Now, eyes fogged over but no less locked on mine,
you make what will be your last request of me,
for the moment
and for the remainder of my own stay:
“Would you pray?”
And so the Great Poet rests his pen on the paper
in between us.
Here we share the one bond, the one chain, the one trust
that can free us.
I.
At the speed of light
no time passes.
When I was little
(you prayed for me)
“soon”
was measured in seconds.
When I grew
“soon”
became months.
Soon
“soon”
will mean years.
When you meet him, face
to face,
“soon”
will have been a lifetime.
When you shift a gentle turn
into light
no time passes.
I will see you again
soon.
III.
What great illusion you have left:
your body frail, in a futile attempt
to hide the herculean soul
buried in your chest
IV.
You pressed the issue of consistency,
set the standard: be faithful, stay.
“Walk humbly with your God” as if to say.
You quoted verses endlessly,
were tested, tried, steady-handed, you testified.

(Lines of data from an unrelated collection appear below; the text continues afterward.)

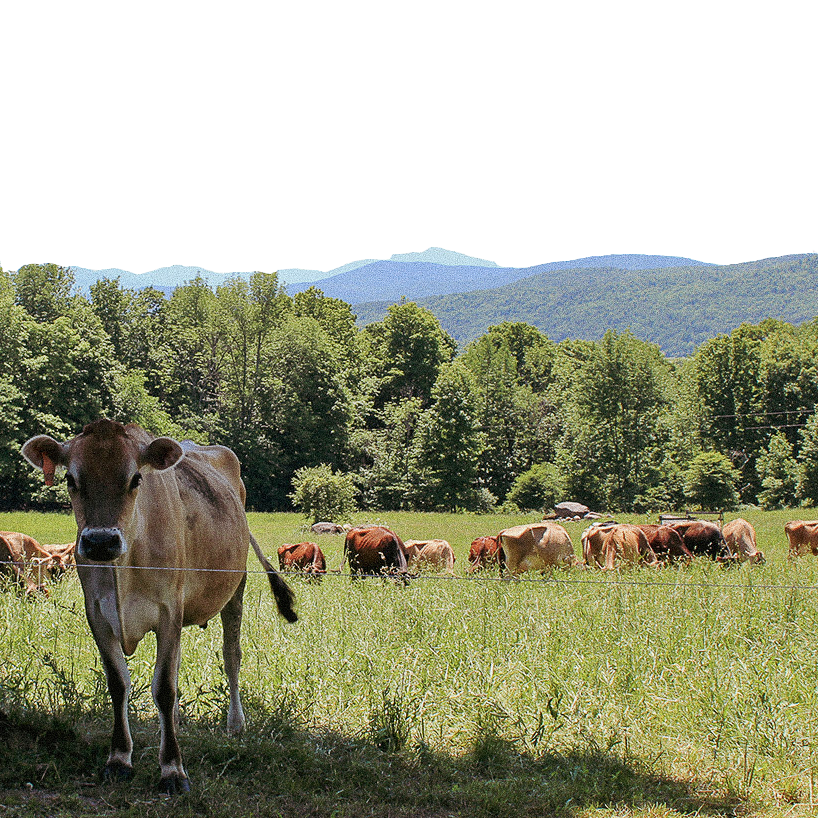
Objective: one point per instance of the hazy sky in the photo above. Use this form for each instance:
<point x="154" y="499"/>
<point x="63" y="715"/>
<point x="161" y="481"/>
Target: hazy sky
<point x="359" y="123"/>
<point x="245" y="259"/>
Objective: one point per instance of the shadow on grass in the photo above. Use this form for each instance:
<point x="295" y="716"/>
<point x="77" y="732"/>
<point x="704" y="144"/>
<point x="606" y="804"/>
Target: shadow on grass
<point x="278" y="767"/>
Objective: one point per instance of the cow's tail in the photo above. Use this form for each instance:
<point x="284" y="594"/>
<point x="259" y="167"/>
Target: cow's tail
<point x="285" y="598"/>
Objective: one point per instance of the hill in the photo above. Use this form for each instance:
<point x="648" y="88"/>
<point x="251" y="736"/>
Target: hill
<point x="677" y="308"/>
<point x="391" y="280"/>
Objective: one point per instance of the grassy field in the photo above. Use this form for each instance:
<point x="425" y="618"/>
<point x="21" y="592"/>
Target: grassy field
<point x="680" y="692"/>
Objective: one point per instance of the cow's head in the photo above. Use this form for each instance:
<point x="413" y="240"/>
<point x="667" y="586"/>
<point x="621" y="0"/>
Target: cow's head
<point x="104" y="468"/>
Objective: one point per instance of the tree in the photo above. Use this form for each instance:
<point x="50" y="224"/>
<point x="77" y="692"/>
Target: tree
<point x="613" y="435"/>
<point x="808" y="461"/>
<point x="710" y="481"/>
<point x="44" y="290"/>
<point x="448" y="444"/>
<point x="322" y="494"/>
<point x="778" y="471"/>
<point x="408" y="349"/>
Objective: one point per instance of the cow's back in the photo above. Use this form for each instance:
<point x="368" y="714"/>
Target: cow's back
<point x="802" y="536"/>
<point x="537" y="546"/>
<point x="373" y="550"/>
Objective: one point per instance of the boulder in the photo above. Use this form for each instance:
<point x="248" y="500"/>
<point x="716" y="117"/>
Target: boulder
<point x="571" y="510"/>
<point x="326" y="528"/>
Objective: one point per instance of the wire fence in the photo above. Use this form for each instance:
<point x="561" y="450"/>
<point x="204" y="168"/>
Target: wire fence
<point x="553" y="578"/>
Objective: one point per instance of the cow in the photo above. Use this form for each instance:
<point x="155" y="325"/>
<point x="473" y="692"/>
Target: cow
<point x="374" y="550"/>
<point x="667" y="543"/>
<point x="485" y="552"/>
<point x="434" y="554"/>
<point x="627" y="544"/>
<point x="802" y="536"/>
<point x="162" y="543"/>
<point x="18" y="553"/>
<point x="703" y="539"/>
<point x="593" y="540"/>
<point x="55" y="559"/>
<point x="303" y="556"/>
<point x="740" y="537"/>
<point x="536" y="547"/>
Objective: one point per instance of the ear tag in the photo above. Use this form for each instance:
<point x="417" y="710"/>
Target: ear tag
<point x="48" y="470"/>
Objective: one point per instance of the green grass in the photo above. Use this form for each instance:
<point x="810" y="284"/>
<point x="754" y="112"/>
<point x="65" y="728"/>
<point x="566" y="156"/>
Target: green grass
<point x="637" y="693"/>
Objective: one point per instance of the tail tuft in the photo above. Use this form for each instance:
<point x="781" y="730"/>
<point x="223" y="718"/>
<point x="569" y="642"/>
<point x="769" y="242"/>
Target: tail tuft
<point x="284" y="596"/>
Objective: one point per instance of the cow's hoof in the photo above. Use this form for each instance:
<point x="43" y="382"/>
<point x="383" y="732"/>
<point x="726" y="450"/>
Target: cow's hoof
<point x="117" y="771"/>
<point x="174" y="784"/>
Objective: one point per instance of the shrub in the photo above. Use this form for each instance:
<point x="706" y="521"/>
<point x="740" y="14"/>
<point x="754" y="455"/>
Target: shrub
<point x="322" y="494"/>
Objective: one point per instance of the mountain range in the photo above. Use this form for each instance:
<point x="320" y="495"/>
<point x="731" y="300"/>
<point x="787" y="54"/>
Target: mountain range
<point x="675" y="302"/>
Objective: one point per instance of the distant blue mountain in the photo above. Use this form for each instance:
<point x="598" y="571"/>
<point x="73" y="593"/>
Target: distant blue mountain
<point x="392" y="280"/>
<point x="435" y="271"/>
<point x="437" y="255"/>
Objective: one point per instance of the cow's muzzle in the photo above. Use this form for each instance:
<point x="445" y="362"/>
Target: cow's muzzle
<point x="101" y="544"/>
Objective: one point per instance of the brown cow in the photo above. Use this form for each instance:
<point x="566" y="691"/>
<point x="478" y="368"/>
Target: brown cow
<point x="304" y="556"/>
<point x="593" y="541"/>
<point x="485" y="552"/>
<point x="803" y="537"/>
<point x="140" y="503"/>
<point x="434" y="554"/>
<point x="667" y="543"/>
<point x="374" y="550"/>
<point x="18" y="554"/>
<point x="740" y="537"/>
<point x="628" y="544"/>
<point x="703" y="538"/>
<point x="536" y="547"/>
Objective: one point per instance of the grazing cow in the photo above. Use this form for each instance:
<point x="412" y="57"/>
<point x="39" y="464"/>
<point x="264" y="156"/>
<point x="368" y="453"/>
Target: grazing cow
<point x="740" y="537"/>
<point x="303" y="556"/>
<point x="140" y="503"/>
<point x="703" y="539"/>
<point x="374" y="550"/>
<point x="56" y="559"/>
<point x="593" y="541"/>
<point x="485" y="552"/>
<point x="434" y="554"/>
<point x="803" y="537"/>
<point x="18" y="553"/>
<point x="667" y="543"/>
<point x="536" y="547"/>
<point x="629" y="545"/>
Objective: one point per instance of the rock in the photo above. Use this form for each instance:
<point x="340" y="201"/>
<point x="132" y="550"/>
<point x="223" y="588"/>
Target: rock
<point x="571" y="509"/>
<point x="326" y="528"/>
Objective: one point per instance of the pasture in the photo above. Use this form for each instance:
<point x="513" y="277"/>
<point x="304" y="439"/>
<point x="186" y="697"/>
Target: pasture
<point x="678" y="692"/>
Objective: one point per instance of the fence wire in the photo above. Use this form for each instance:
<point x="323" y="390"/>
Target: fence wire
<point x="550" y="579"/>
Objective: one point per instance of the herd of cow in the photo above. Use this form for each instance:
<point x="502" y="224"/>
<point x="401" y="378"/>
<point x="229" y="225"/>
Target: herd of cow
<point x="376" y="549"/>
<point x="163" y="540"/>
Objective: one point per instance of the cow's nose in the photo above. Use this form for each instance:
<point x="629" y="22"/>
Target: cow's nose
<point x="101" y="544"/>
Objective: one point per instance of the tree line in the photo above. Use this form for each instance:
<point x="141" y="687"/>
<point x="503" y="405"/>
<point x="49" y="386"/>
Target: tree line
<point x="513" y="420"/>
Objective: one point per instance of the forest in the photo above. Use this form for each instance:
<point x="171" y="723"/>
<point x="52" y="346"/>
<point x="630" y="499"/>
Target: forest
<point x="513" y="420"/>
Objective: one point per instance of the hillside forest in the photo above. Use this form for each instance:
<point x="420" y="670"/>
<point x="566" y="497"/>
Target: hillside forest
<point x="513" y="419"/>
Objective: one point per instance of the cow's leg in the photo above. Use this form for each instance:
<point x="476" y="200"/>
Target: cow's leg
<point x="119" y="766"/>
<point x="231" y="651"/>
<point x="165" y="693"/>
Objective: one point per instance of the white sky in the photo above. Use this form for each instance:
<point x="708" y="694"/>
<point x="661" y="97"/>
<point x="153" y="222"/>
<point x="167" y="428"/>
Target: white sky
<point x="246" y="259"/>
<point x="372" y="128"/>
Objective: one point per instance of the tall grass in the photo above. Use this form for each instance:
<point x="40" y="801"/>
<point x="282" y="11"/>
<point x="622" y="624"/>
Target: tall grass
<point x="699" y="675"/>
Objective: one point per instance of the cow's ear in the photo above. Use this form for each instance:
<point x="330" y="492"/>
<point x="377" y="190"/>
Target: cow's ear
<point x="43" y="452"/>
<point x="161" y="453"/>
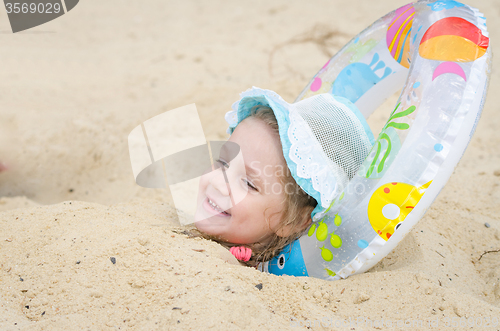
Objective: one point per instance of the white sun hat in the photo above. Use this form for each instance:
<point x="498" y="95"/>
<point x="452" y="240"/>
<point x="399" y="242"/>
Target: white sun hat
<point x="325" y="139"/>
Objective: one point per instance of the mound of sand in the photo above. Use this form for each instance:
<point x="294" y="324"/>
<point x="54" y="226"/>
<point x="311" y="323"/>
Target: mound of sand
<point x="83" y="247"/>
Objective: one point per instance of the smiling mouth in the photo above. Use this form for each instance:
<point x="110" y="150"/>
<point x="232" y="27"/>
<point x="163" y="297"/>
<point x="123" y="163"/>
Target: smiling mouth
<point x="217" y="208"/>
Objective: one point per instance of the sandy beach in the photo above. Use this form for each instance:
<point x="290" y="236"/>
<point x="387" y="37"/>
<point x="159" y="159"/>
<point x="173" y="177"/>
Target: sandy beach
<point x="83" y="247"/>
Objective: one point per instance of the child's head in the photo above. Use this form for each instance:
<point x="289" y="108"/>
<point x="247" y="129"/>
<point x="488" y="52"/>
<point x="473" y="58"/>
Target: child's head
<point x="297" y="158"/>
<point x="274" y="209"/>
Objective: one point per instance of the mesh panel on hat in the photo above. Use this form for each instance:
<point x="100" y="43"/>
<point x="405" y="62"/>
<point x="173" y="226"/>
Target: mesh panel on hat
<point x="340" y="133"/>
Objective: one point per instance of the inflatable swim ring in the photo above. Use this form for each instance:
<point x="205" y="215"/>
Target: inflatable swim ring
<point x="437" y="52"/>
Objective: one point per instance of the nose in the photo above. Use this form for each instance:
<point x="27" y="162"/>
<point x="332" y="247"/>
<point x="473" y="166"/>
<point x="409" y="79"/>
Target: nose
<point x="219" y="180"/>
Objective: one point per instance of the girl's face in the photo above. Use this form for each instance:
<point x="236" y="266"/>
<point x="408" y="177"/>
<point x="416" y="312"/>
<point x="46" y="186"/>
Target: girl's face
<point x="253" y="180"/>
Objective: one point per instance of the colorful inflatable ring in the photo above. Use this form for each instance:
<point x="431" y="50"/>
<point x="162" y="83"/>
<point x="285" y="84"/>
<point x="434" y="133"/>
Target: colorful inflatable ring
<point x="441" y="50"/>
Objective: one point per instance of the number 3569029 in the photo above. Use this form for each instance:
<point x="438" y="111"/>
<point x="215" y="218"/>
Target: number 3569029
<point x="23" y="7"/>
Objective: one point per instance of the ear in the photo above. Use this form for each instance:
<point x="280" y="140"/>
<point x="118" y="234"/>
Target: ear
<point x="304" y="223"/>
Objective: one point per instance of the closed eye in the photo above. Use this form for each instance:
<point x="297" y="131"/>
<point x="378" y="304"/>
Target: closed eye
<point x="250" y="185"/>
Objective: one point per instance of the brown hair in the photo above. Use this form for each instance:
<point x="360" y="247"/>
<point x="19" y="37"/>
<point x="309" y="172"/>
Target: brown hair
<point x="297" y="205"/>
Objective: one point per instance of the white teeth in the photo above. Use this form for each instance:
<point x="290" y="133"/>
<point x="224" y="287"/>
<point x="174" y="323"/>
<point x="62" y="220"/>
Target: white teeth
<point x="215" y="206"/>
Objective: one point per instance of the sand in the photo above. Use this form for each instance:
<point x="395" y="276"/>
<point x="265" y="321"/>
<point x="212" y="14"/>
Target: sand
<point x="83" y="247"/>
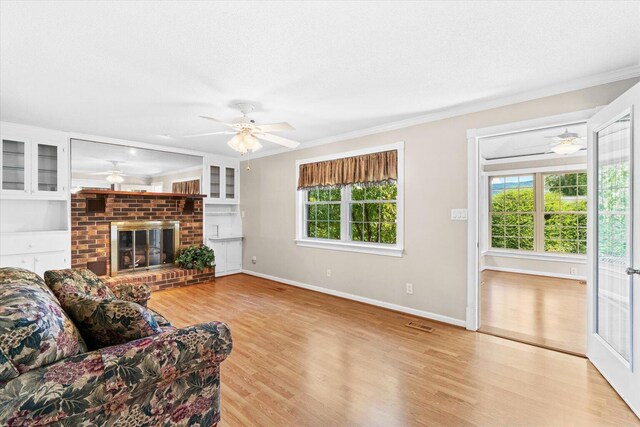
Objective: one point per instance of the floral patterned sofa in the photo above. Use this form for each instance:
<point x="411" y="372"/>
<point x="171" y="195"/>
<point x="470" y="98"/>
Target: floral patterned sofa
<point x="49" y="377"/>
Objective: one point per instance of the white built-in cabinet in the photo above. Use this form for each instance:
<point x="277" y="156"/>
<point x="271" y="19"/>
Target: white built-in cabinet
<point x="221" y="181"/>
<point x="223" y="222"/>
<point x="34" y="198"/>
<point x="33" y="165"/>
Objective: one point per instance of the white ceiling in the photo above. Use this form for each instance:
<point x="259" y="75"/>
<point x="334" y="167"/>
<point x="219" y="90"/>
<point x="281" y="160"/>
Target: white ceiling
<point x="138" y="70"/>
<point x="526" y="143"/>
<point x="89" y="157"/>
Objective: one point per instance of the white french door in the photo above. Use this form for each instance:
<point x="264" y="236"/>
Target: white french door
<point x="613" y="343"/>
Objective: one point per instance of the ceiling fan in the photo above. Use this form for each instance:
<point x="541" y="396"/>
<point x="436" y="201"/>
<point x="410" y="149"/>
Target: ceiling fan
<point x="114" y="175"/>
<point x="247" y="133"/>
<point x="567" y="142"/>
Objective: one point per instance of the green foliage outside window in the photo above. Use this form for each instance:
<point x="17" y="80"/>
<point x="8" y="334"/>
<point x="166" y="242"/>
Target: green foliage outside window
<point x="565" y="219"/>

“Walk humbly with your God” you implied.
I left you today, soon to leave.
I drove back into dusk;
you forward into dawn.
I will walk humbly with your God
when you are gone.
battering down the gates of heaven
towing your son,
and his sons,
and their sons
close behind
(a few brief decades).
This struggle beneath all struggle,
the war for the foundation of a person:
here it is, well-fought.
Here you are,
and here am I,
going where you went,
following where you follow,
meaning what you meant.
V.
For as long as I can remember,
I will not forget you
because you remembered me.
The day you pass away,
God will suddenly have too much free time.
For as long as I can remember
you have spent hours every day in prayer.
My mom has always credited my faith
to your prayers.
I don’t even know what I owe you.
No wonder death for you
is a small change of pace,
a wrinkle in time,
a wink in place.
I do not know exactly what he told you already.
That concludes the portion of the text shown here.